Hi! As I’ve stated in previous posts, I’ve been working on a game engine for some time now, and I’m trying to optimize some of it… So here’s a quick couple of questions:
I find that I’m performing cross and dot products quite often in my engine (Upwards of 1000 times per frame). Could this be a problem? Since these are so critical to my program, are there assembly routines (or anything faster than C/C++ multiplies and additions) that perform these faster?
I store my vectors like this:
direction[3];
direction[0] (=> x component)
direction[1] (=> y component)
direction[2] (=> z component)
3DNow! and SSE enhanced assembly can speed up such calculations. In fact if I’m not mistaken, in SSE2, you can calculate a dot product in just 5 instructions (maybe less). Also I think you may want to add a fourth float to your vector structure to make it an even 16 bytes long, so that they can remain aligned in memory.

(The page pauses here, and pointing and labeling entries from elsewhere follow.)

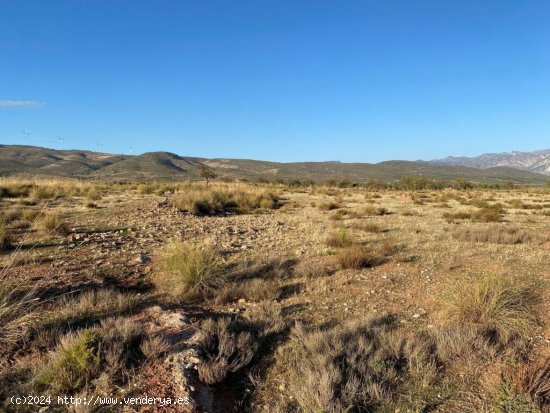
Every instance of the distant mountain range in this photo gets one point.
(538, 161)
(31, 160)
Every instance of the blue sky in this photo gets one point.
(360, 81)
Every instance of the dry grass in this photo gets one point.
(187, 271)
(497, 306)
(82, 356)
(374, 211)
(450, 216)
(340, 239)
(359, 256)
(357, 366)
(492, 213)
(6, 242)
(328, 206)
(228, 345)
(89, 307)
(372, 227)
(497, 234)
(16, 317)
(254, 290)
(51, 223)
(203, 200)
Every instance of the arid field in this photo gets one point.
(241, 297)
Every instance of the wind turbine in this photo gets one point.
(25, 136)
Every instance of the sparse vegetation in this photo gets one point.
(357, 366)
(51, 224)
(5, 238)
(206, 201)
(15, 314)
(496, 306)
(358, 256)
(187, 271)
(231, 288)
(497, 234)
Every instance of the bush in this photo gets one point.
(255, 290)
(358, 256)
(207, 201)
(341, 238)
(497, 306)
(5, 238)
(328, 206)
(73, 364)
(15, 314)
(89, 307)
(228, 345)
(44, 192)
(450, 217)
(372, 227)
(51, 223)
(373, 211)
(357, 366)
(187, 271)
(82, 356)
(492, 213)
(497, 234)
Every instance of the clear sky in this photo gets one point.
(361, 81)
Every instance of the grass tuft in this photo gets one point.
(187, 271)
(499, 307)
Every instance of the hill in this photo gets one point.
(29, 160)
(538, 161)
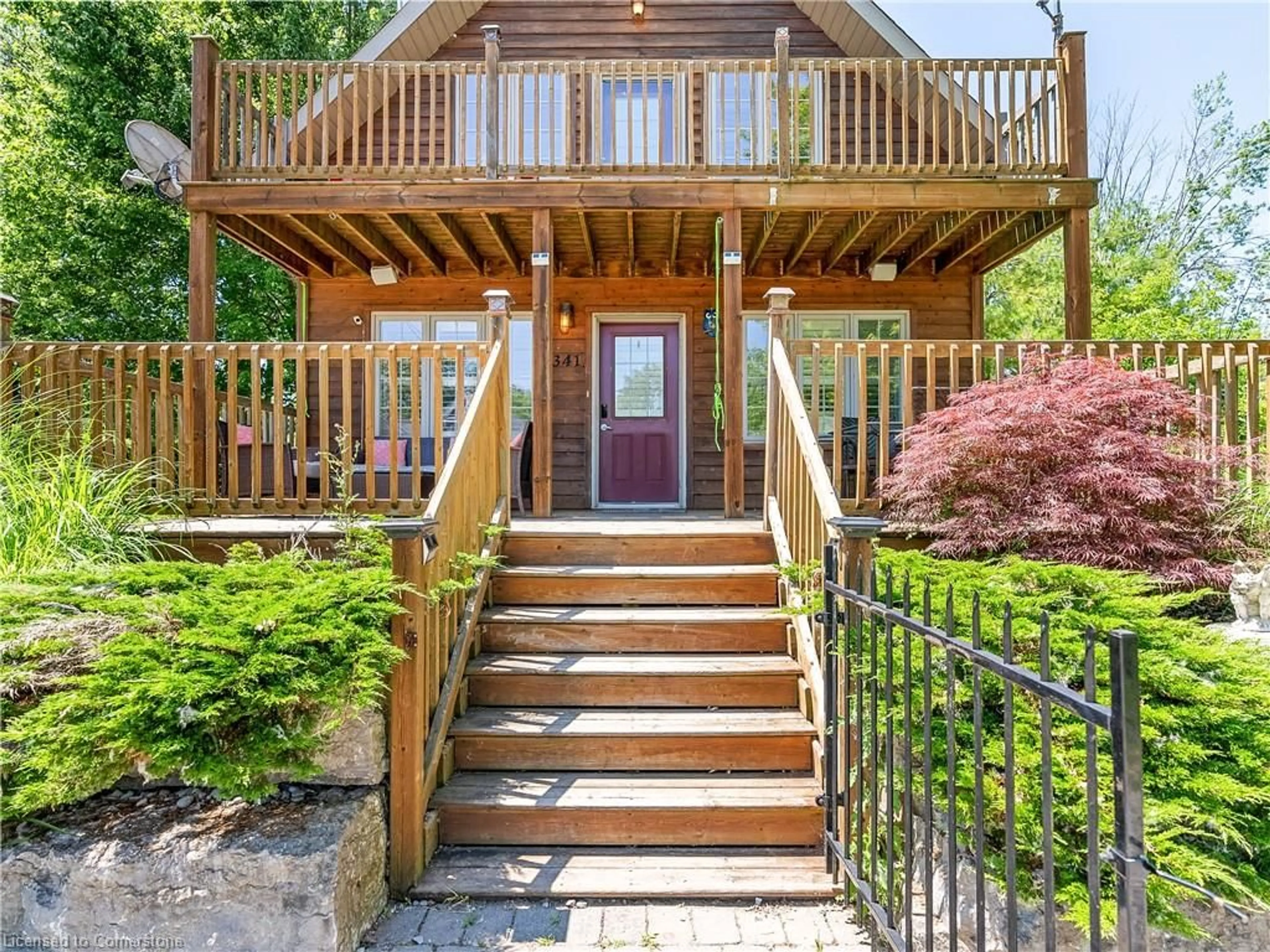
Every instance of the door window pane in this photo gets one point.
(639, 376)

GPSnoopy : I didn’t check it properly but I timed other asm routines that replace “old C” functions and there are faster… You can check it by disassemblying two functions (asm and c version) and count clock cycle. But of course, with a NV20 dot product are faster, you can do it with only two instructions (see NV_vertex_program pdf on nvidia site) …

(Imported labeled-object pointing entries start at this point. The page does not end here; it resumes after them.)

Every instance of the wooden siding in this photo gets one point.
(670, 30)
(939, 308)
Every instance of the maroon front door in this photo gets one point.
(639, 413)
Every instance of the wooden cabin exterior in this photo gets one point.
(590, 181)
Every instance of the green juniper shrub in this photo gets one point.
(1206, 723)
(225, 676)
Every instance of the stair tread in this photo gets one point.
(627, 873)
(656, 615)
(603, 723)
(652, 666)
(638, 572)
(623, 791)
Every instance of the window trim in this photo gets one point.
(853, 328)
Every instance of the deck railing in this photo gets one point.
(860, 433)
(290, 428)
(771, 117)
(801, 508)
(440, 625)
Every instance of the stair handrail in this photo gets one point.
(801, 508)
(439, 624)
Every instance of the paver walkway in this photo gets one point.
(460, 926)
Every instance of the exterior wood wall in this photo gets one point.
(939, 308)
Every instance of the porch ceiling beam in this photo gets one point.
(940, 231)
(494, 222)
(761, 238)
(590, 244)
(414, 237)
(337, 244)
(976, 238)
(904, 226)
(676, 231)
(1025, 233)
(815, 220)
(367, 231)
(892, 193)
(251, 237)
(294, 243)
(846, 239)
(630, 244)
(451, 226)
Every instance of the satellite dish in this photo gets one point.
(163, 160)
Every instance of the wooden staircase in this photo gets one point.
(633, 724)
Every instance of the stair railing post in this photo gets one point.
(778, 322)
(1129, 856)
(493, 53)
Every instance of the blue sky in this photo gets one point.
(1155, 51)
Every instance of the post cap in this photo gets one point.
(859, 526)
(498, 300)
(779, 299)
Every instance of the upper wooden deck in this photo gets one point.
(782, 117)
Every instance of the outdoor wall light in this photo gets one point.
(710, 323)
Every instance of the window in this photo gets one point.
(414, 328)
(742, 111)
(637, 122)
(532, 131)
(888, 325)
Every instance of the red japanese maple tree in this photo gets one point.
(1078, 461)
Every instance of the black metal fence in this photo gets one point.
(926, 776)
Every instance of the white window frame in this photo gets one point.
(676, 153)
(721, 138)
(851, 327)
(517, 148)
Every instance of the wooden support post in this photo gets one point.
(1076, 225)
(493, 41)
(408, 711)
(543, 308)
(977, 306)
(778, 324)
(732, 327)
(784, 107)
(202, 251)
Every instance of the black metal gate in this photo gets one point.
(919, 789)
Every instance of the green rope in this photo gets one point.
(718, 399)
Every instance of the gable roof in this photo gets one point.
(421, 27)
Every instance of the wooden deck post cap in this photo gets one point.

Originally posted by Arath:
[b]GPSnoopy : I didn’t check it properly but I timed other asm routines that replace “old C” functions and there are faster… You can check it by disassemblying two functions (asm and c version) and count clock cycle. But of course, with a NV20 dot product are faster, you can do it with only two instructions (see NV_vertex_program pdf on nvidia site) …
Arath[/b]
And of course, using the gfx-card for your general math routines will result in your app running at the speed of a turtle nailed to the floor.
Originally posted by DFrey: 3DNow! and SSE enhanced assembly can speed up such calculations. In fact if I’m not mistaken, in SSE2, you can calculate a dot product in just 5 instructions (maybe less). Also I think you may want to add a fourth float to your vector structure to make it an even 16 bytes long, so that they can remain aligned in memory.
Pardon my ignorance but what is the advantage of being aligned on 16 bytes?
It has to do with the way the cache fetches stuff from main memory and the fact that modern ram actually isn’t “random access” at all. It also enables certain SIMD optimizations in OpenGL drivers. Pages are typically 4k though and are handled in VMM so that’s not it.
Yep, all those strange words and sacronyms get really confusing sometimes (I just finished a course on computer architecture and communication, and I now know more acronyms than I will ever need for the rest of my life. How about “IEEE 802.3 uses CSMA/CD as MAC and typically uses TP-cable with RJ45 connectors as transfer media”). Anyway, linear memory accesses and structure alignment is a great optimization trick that is very effective. Typically much more worthwhile than low level math stuff. Since main memory is so damn slow optimizing for cache hits really makes a difference.